Colin Fraser was born in Glasgow, Scotland in 1957 and received training to become a teacher at Brighton Polytechnic in England. Fraser taught courses in art for several years in the seaside town of
Worthing, England. He moved to Sweden in 1981 to fulfill a teaching position, but left this role in 1983 to pursue painting and to exhibit his work full time.
During his training at Brighton he mastered oils, acrylics, and watercolors, but he was in search of a more durable medium. Colin needed something that could travel better than common mediums so he began researching and teaching himself the egg tempera painting technique.
I’m not going to do a deep dive into egg tempera today, but here’s a brief overview. Egg tempera was the primary painting technique during the Byzantine period and Italian Renaissance. Egg tempera paint is made by mixing powdered dry pigments with egg yolk as a binder, and typically with another ingredient like water, vinegar, or wine added to prevent cracking of the applied paint. It’s a permanent, quick drying mixture, and creates stunning effects within works of art.
If you’d like to learn more about egg tempera, click here to read our previous Technique Tuesday post discussing its role in art history.
Egg tempera gives Fraser’s work a translucent, bright quality, which makes his compositions feel extremely open and freeing. The artist says; “It’s a medium fraught with technical difficulties, but therein lies its charm. Brushstrokes dry instantly and are never fully opaque, so just about every mark the painter makes shows.”
As you approach a Fraser you begin to pick up every brushstroke, tonal variation, and shadow then as you step away those details almost vanish and present a breathtaking scene. The colors in a Colin Fraser are so unique and exemplify the true potential of egg tempera.
About two weeks ago, we received the new works above and we can’t get enough of them! They are extremely bright, soothing, and magical.
I posed a few questions to Colin about these three paintings, he gave us some insight on his inspirations and process behind them. Enjoy my mini interview with him!

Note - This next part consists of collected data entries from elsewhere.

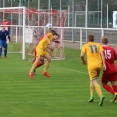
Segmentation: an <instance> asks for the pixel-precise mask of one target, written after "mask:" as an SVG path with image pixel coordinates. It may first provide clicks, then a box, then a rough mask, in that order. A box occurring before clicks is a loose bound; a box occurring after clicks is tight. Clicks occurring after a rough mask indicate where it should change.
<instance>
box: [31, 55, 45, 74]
mask: <svg viewBox="0 0 117 117" xmlns="http://www.w3.org/2000/svg"><path fill="white" fill-rule="evenodd" d="M34 62H35V60H33V63H34ZM43 64H44V57H41V58H40V61H39V62H38V63H37V66H36V68H35V69H34V75H36V69H37V68H38V67H40V66H42V65H43Z"/></svg>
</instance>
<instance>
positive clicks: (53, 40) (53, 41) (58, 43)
mask: <svg viewBox="0 0 117 117" xmlns="http://www.w3.org/2000/svg"><path fill="white" fill-rule="evenodd" d="M57 36H58V37H57V38H56V39H53V40H52V41H53V42H55V43H58V44H60V40H59V37H60V36H59V34H57Z"/></svg>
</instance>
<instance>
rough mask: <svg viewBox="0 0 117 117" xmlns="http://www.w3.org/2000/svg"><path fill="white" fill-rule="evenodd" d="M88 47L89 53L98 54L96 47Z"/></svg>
mask: <svg viewBox="0 0 117 117" xmlns="http://www.w3.org/2000/svg"><path fill="white" fill-rule="evenodd" d="M89 47H90V52H91V53H94V52H96V53H97V52H98V50H97V46H96V45H90V46H89Z"/></svg>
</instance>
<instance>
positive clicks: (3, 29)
mask: <svg viewBox="0 0 117 117" xmlns="http://www.w3.org/2000/svg"><path fill="white" fill-rule="evenodd" d="M9 41H10V36H9V31H8V30H5V27H4V26H2V29H1V30H0V58H1V56H2V47H3V48H4V57H5V58H7V48H8V43H9Z"/></svg>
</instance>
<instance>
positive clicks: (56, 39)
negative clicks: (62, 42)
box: [52, 39, 60, 44]
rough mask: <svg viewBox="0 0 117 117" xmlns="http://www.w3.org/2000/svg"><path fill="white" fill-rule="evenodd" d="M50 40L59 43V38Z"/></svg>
mask: <svg viewBox="0 0 117 117" xmlns="http://www.w3.org/2000/svg"><path fill="white" fill-rule="evenodd" d="M52 41H53V42H55V43H58V44H60V40H57V39H53V40H52Z"/></svg>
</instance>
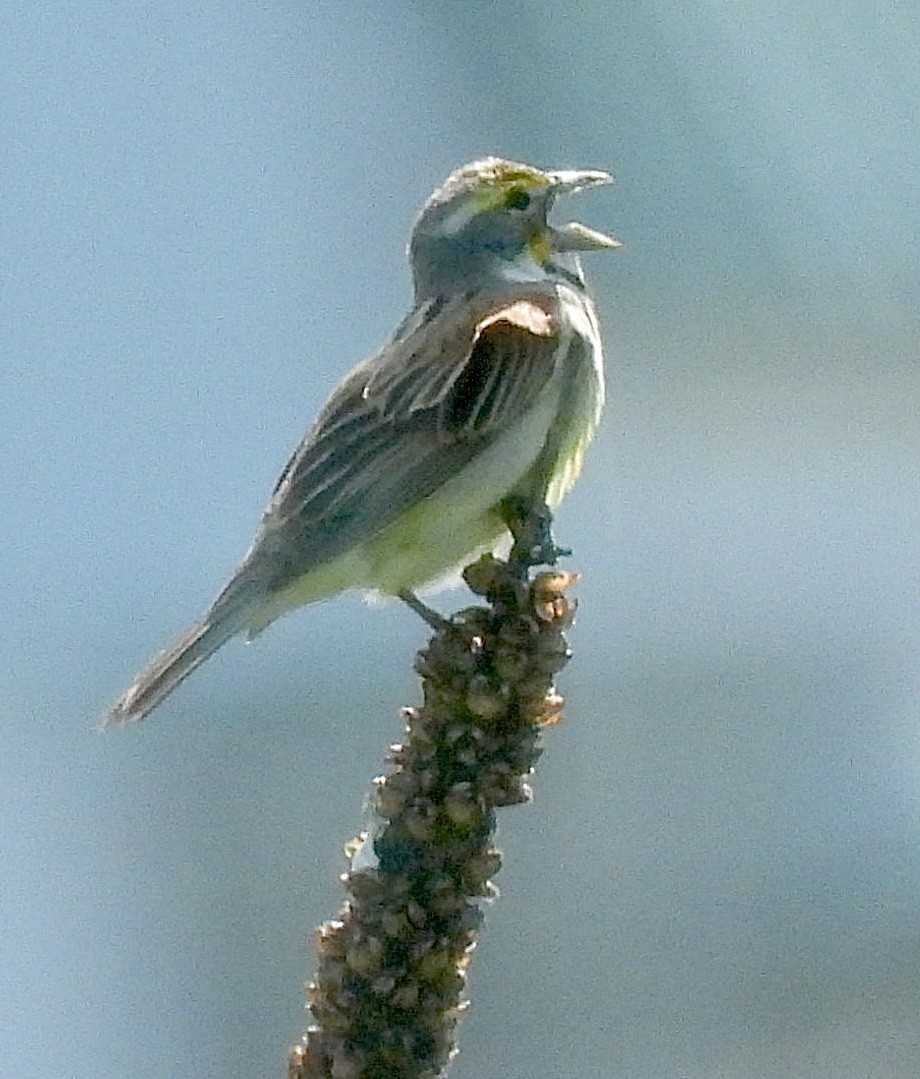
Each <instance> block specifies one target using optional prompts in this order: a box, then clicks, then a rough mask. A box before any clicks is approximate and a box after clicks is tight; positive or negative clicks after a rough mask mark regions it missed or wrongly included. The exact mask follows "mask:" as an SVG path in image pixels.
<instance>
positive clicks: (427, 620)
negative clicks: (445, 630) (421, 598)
mask: <svg viewBox="0 0 920 1079" xmlns="http://www.w3.org/2000/svg"><path fill="white" fill-rule="evenodd" d="M397 596H398V597H399V599H401V600H402V602H403V603H404V604H406V605H407V606H408V607H409V609H410V610H412V611H414V612H415V614H417V615H418V617H420V618H421V619H422V620H423V622H425V623H427V624H428V625H429V626H430V627H431V629H434V630H436V631H440V630H442V629H447V628H448V627H449V626H450V623H449V622H448V619H447V618H444V617H443V616H442V615H440V614H438V612H437V611H436V610H435V609H434V607H429V606H428V604H427V603H423V602H422V600H420V599H418V597H417V596H416V595H415V592H413V591H410V590H409V589H408V588H403V589H402V591H401V592H397Z"/></svg>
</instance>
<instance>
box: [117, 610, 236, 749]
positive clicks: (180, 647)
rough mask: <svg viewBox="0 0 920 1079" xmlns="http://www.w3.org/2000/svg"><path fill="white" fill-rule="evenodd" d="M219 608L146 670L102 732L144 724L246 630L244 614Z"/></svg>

Q. What was your inspiration for Black Glass? Did you approach this painting differently than your other works and is the piece a part of a black and white series?
A. This was the second of a series of 4 monochromatic or black and white temperas I have done recently. I have long been interested in the feeling of time that paintings document and capture in a way that photography never can. A photograph records a split second in time with the clock stopped and a millisecond captured in the image. It’s a one eyed view of reality, with an extreme one point central – perspective imagery. A painting, particularly a tempera which takes many days, weeks or months to complete documents a different time schedule within picture frame. The clock hasn’t stopped and time, although arrested has not stopped but is ongoing. Looking at a painting can be like entering a time capsule where all is about to change. The clock hasn’t stopped but ticks on, albeit at a different pace to reality. With this in mind I chose the black and white theme to work on to emphasize the time aspect of the work. Old movies from the 30 s and 40s and black and white photos; old family snaps or large modern day posters have pretty much a monopoly on the black and white image. What would a painting, a tempera look like in black and white and how would the luster and depth of an egg-tempera come over in monochrome? It was a fascinating process to work with.

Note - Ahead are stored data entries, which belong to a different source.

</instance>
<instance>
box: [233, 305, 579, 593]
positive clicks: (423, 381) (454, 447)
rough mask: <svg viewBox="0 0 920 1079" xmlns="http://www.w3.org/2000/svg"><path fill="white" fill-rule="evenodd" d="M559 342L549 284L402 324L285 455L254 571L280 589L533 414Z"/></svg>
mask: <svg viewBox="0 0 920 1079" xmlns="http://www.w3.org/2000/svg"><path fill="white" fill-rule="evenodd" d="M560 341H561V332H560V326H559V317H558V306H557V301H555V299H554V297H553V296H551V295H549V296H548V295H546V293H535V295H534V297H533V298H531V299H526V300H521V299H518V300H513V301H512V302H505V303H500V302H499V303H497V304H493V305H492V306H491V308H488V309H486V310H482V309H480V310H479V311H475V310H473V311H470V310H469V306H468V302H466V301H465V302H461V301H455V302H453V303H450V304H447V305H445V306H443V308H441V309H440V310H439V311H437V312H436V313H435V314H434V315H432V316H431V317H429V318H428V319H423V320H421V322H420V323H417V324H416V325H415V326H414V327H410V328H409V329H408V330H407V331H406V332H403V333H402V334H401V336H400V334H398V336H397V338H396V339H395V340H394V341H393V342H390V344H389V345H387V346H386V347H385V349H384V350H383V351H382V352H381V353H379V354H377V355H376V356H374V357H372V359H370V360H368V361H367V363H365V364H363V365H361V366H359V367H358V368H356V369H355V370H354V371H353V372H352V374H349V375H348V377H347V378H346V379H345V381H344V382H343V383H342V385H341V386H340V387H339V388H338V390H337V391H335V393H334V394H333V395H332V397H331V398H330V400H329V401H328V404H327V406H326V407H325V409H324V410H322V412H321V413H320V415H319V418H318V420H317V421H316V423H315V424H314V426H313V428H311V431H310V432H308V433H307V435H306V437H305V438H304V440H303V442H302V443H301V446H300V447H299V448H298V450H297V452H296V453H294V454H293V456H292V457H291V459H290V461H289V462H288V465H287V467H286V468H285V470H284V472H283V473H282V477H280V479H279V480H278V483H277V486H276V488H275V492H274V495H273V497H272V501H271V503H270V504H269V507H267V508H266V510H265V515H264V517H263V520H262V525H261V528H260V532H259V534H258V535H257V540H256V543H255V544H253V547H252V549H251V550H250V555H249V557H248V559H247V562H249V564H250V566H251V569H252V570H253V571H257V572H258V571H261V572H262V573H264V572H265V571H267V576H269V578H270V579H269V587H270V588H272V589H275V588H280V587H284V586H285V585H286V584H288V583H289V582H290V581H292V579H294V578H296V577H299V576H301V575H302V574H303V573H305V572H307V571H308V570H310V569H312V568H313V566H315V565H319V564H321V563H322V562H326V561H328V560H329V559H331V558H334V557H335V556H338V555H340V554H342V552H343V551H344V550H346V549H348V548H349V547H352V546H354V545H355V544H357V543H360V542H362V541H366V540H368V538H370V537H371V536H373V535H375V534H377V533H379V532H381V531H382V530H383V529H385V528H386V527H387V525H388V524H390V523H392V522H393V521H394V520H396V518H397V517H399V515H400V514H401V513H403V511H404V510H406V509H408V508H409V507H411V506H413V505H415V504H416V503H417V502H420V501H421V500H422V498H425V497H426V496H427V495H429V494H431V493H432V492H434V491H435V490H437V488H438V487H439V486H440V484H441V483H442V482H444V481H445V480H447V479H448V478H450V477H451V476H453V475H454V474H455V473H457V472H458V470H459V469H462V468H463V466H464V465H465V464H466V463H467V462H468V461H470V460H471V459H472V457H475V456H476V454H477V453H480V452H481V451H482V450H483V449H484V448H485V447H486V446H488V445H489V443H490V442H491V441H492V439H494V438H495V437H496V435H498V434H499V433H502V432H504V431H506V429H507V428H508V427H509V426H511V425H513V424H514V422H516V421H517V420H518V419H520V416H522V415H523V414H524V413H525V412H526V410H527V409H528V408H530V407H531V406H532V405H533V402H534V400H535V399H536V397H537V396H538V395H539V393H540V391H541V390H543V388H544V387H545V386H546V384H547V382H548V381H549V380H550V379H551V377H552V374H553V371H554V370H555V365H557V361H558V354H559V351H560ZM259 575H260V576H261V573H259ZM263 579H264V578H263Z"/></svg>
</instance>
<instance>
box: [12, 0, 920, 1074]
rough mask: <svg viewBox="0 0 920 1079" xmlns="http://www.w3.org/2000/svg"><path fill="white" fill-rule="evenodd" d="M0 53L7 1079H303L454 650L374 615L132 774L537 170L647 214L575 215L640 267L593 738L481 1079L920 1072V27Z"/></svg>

Q. In Time is such a phenomenal painting and it gets an incredible reaction here in the gallery. The number one question we get is the location; is the scene from a memory, your home, or a home you’ve visited? It’s such an inviting and enchanting scene, a place everyone wants to visit.
A. In 2016 I rented a house on the south -west coast of England in Polzeath on the north cornish coast. It was march, almost still winter and I was alone and spent the entire week working in this house situated right on the side of the beach. It’s never enough for me to paint scenes or places of beauty. That doesn’t really interest me. It has to be somewhere that means something to me where I have an emotional connection. It had long been in my mind to return to Polzeath, a place I spent many holidays in my teenage years. The constant changing of the tidal sea waters had had left a deep impression on me and to return there to work after forty years absence was very special. In time is a reference to the ever -changing tide as well as my own journey through the decades which somehow came to life during that for me, remarkable week.
Q. Can you share any insight on your inspiration for Sunside? It is a masterful composition, the streams of light in this painting feel so real and just looking at the sunlight I feel the warmth!
A. Sunside is one of series of nudes l painted in my studio, here in Sweden. It’s the side of the studio, the south, where the sun streams in through the large windows at this time of year, all day. My wife, Eva, has posed for many temperas through the years and this is one of the last in a long series which started in the early nineties. Working in series means that the pictures have their roots in previous pictures. Working on a particular subject somehow elevates its meaning to you, the painter. It has to mean something significant to you. If your going to commit weeks or months to a work the subject matter has to stir an excitement within that is lasting and significant about who you are and what makes you tick.